Tom Lane wrote:
Heikki Linnakangas <[EMAIL PROTECTED]> writes:
I added a spinlock to protect the signaling fields between bgwriter and
backends. The current non-locking approach gets really difficult as the
patch adds two new flags, and both are more important than the existing
That may be, but you could minimize the cost and notational ugliness by
not using the spinlock where you don't have to. Put the sig_atomic_t
fields back the way they were, and many of the uses of the spinlock go
away. All you really need it for is the places where the additional
flags are set or read.
I find it easier to understand if it's used whenever any of the fields
are accessed. You don't need to read and write ckpt_failed and
ckpt_started/ckpt_done in specific order anymore, for example.
Some other comments:
I tend to agree with whoever said upthread that the combination of GUC
variables proposed here is confusing and ugly. It'd make more sense to
have min and max checkpoint rates in KB/s, with the max checkpoint rate
only honored when we are predicting we'll finish before the next
Really? I thought everyone is happy with the current combination, and
that it was just the old trio of parameters controlling the write, nap
and sync phases that was ugly.
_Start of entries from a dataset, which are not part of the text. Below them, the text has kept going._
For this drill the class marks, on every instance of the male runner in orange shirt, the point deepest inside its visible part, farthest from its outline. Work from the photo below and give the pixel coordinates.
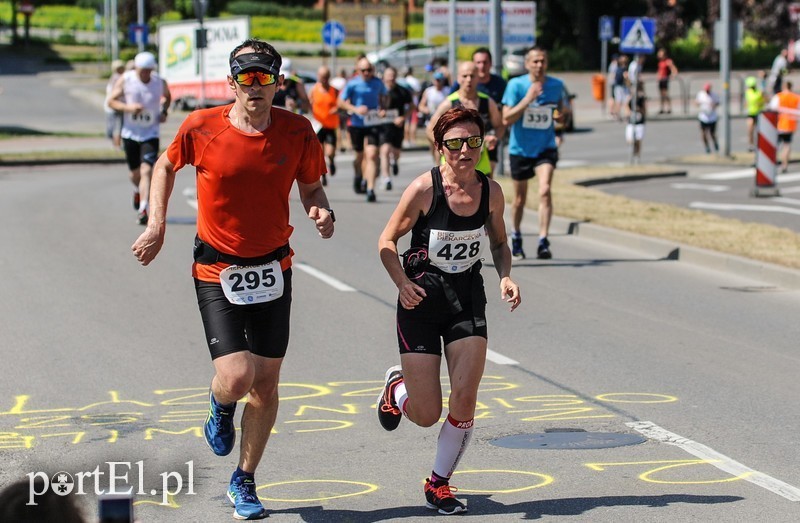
(325, 108)
(787, 104)
(248, 155)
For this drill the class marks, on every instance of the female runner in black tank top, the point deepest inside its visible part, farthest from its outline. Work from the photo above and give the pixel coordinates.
(453, 214)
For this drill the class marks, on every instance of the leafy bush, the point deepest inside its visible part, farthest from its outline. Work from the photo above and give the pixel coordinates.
(255, 8)
(294, 30)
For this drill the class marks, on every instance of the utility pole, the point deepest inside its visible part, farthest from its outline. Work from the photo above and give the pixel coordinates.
(451, 48)
(725, 74)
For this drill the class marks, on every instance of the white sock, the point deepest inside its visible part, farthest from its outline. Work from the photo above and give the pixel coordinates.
(453, 441)
(401, 396)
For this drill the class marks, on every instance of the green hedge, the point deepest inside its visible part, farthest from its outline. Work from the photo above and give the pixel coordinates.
(255, 8)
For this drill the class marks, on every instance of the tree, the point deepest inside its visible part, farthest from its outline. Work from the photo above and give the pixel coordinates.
(670, 21)
(768, 21)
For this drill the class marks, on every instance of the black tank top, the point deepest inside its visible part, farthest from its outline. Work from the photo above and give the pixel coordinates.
(454, 249)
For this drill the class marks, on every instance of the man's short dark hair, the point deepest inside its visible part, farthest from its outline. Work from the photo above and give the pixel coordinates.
(481, 50)
(259, 46)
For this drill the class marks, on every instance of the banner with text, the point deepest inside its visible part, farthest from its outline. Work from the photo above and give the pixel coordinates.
(179, 58)
(473, 23)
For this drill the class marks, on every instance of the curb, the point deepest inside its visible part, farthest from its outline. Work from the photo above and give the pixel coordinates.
(666, 250)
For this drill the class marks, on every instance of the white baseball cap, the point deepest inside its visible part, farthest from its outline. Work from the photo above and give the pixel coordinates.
(145, 60)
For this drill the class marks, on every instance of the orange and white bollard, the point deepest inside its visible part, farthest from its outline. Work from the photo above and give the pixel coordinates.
(766, 154)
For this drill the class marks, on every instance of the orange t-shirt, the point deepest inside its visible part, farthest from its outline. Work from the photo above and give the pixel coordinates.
(323, 102)
(787, 123)
(244, 180)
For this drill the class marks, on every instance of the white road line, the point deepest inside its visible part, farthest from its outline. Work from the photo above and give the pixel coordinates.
(731, 175)
(330, 280)
(782, 199)
(496, 357)
(742, 207)
(722, 462)
(701, 187)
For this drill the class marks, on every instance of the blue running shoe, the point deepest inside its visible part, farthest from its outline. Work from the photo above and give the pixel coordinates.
(218, 429)
(516, 248)
(242, 493)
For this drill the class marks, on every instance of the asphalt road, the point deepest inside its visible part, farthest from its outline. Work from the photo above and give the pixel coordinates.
(105, 362)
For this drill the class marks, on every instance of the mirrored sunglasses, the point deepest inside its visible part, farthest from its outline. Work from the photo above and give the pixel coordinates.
(249, 77)
(455, 144)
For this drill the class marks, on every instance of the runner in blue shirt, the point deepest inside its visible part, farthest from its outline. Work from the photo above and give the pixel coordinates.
(364, 98)
(531, 103)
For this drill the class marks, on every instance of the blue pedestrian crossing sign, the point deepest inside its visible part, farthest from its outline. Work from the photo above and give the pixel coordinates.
(637, 35)
(606, 28)
(333, 33)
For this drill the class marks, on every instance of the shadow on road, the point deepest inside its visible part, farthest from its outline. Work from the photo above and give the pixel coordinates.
(485, 507)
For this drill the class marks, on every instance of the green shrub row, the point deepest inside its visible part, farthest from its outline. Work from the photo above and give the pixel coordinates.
(256, 8)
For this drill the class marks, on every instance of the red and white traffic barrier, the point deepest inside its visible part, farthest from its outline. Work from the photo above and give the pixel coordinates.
(767, 154)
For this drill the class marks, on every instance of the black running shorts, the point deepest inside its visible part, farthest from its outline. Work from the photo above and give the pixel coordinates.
(524, 168)
(423, 329)
(261, 328)
(137, 153)
(359, 134)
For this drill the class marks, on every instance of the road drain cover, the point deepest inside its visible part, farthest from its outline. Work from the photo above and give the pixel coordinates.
(568, 440)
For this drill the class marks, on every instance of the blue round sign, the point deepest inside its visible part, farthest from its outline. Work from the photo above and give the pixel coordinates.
(333, 33)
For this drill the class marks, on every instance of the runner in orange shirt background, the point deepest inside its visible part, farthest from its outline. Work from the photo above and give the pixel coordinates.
(787, 104)
(248, 156)
(324, 107)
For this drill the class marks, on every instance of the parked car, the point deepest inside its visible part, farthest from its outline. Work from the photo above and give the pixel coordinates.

One particularly nice thing about
defining the duration as a fraction of checkpoint interval is that we
can come up with a reasonable default value that doesn't depend on your
How would a min and max rate work?
Anyone else have an opinion on the parameters?
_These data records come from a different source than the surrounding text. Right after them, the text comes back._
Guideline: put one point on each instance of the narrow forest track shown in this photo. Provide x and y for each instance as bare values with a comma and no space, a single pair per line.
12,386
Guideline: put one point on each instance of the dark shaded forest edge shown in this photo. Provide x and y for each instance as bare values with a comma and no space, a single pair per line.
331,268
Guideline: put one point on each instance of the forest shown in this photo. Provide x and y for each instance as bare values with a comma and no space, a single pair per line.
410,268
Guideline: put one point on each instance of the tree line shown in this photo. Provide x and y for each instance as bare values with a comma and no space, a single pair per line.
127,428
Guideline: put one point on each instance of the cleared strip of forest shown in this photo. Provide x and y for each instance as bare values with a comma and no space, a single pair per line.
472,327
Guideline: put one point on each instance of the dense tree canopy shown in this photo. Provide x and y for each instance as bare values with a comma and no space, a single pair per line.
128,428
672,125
The flow of control and responsibility between xlog.c, bgwriter.c and
bufmgr.c seems to have reached the breaking point of unintelligibility.
Can you think of a refactoring that would simplify it? We might have
to resign ourselves to this much messiness, but I'd rather not...
The problem we're trying to solve is doing a checkpoint while running
the normal bgwriter activity at the same time. The normal way to do two
things simultaneously is to have two different processes (or threads). I
thought about having a separate checkpoint process, but I gave up on
that thought because the communication needed between backends, bgwriter
and the checkpointer seems like a mess. The checkpointer would need the
pendingOpsTable so that it can do the fsyncs, and it would also need to
receive the forget-messages to that table. We could move that table
entirely to the checkpointer, but since bgwriter is presumably doing
most of the writes, there would be a lot of chatter between bgwriter and
The current approach is like co-operative multitasking. BufferSyncs
yields control to bgwriter every now and then.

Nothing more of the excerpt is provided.